Gente del Conurbano, Juan Diego Incardona


Víctor San La Muerte                

Caminaba por el barrio
hacia ningún lugar
en especial. Era la
primavera del año 1993.


En la entrada de Puente 7 lo encontré a Pocho, un empleado de la Municipalidad que había conocido años atrás en San Justo. Me contó que ahora tenía no sé qué cargo en la parte de Barrido y Limpieza. Yo, que andaba desocupado, le mangueé laburo casi por inercia, sin mucha expectativa, pero él, sorpresivamente, me dijo que justo necesitaban a alguien.
Me explicó de qué se trataba y acepté sin dudarlo. Empecé temprano a la mañana siguiente, en el mismo lugar en donde nos habíamos cruzado, a la vera de la autopista. A las seis en punto, me reuní con la cuadrilla y debuté limpiando las lomas parquizadas junto a las banquinas, armado con un par de guantes de cuero y una vara de hierro larga y fina como un florete. Me había convertido en pinchapapeles.
Realmente fue un trabajo agradable. Yo lo tomaba como un paseo. Hablaba con uno, hablaba con otro, y mientras tanto levantaba papelitos sin tener ni siquiera que agacharme, gracias al pinchador, que imponía respeto como si fuera un arma. Hasta en la villa me saludaban. Era el rey de la autopista Richieri.
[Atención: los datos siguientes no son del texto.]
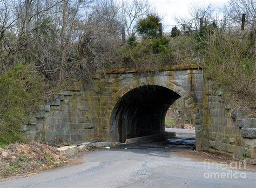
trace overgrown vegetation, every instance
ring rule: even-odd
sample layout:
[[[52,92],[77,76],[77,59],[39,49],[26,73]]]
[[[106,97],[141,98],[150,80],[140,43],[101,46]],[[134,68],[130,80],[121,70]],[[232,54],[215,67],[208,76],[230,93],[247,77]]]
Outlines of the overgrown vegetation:
[[[255,40],[231,32],[244,10],[246,23],[255,25],[255,6],[231,1],[218,22],[211,5],[193,6],[191,19],[177,19],[167,36],[146,0],[1,1],[0,144],[23,140],[21,126],[51,89],[88,81],[97,69],[196,63],[255,107]]]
Estaba contento, y además tenía plata en los bolsillos, porque pagaban bastante bien. Pese a todo, duré pocos meses, porque nunca me gustó madrugar. El tiempo que estuve me alcanzó para aprender los gajes del oficio y conocer, probablemente, a los personajes más extraños de los que tenga memoria.
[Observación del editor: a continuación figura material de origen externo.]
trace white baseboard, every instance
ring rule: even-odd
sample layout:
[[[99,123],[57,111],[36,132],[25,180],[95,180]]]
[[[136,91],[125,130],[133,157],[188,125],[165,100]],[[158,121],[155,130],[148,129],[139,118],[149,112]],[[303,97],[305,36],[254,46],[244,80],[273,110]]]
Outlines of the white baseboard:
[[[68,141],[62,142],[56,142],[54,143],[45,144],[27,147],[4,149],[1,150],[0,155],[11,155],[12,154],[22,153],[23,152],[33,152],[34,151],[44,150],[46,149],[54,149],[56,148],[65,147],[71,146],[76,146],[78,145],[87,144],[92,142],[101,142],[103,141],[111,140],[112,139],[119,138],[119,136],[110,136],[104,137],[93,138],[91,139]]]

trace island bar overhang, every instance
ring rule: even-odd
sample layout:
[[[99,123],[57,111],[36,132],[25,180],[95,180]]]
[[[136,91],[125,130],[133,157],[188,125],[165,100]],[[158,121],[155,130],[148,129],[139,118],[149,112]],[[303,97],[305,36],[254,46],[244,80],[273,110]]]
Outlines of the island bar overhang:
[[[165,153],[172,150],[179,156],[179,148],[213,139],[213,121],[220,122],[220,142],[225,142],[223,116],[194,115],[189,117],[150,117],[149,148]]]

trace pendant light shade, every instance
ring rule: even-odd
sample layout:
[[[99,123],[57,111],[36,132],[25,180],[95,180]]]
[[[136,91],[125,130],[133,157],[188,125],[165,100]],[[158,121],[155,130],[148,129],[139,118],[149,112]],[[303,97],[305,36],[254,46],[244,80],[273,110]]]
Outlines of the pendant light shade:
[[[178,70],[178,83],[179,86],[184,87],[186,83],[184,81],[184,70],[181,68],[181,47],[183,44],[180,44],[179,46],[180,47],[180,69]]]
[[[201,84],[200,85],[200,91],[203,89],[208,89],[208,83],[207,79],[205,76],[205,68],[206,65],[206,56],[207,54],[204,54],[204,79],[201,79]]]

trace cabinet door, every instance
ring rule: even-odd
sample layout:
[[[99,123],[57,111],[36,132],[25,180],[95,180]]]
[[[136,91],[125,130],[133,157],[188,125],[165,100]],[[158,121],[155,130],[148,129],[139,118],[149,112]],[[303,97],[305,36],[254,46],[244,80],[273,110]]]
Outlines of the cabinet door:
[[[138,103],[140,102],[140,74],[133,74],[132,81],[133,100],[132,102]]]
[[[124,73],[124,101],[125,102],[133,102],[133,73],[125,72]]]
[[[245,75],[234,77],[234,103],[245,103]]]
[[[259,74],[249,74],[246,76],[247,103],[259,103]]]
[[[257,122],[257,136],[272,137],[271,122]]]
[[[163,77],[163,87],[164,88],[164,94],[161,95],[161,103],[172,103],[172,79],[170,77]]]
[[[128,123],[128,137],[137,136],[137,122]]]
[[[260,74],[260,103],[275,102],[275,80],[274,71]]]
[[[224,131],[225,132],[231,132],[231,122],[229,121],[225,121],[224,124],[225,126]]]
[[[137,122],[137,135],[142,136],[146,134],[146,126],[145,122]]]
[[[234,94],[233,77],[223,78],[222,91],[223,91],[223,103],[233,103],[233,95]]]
Estaban Martín, Sergio y el Chueco, pinchapapeles de toda la vida; el Tata y el Tito, serrucheros de árboles caídos; los hermanos Fititos –les decían así porque andaban en un Fitito cada uno–, destapadores de desagües; la pandilla Moreno, barrenderos de escobillón ancho; la pandilla Cortez, barrenderos de escoba; los pibes de Chicago –eran tan fanáticos que se les permitía trabajar con la camiseta verdinegra–, asistentes de bolsas de residuos que iban y venían a toda velocidad, llevándose la basura al camión y reponiendo nuevas a quien las necesitara; la Mirtha –única mujer del grupo–, limpiadora de manchas de aceite, famosa, entre otras cosas, por tener auspiciante: una fábrica de detergente de La Tablada, que le proveía remeras y delantales con el logo de la empresa; y por último, el flaco Víctor, apodado “El Mudo”, “La Momia” o “San La Muerte”, según la ocasión, un tipo de más o menos cuarenta años de quien no se sabía casi nada, salvo que vivía en Aldo Bonzi. El suyo era el trabajo más triste de los trabajos tristes: recolectaba de la calle animales muertos por atropellamiento o cualquier otra causa.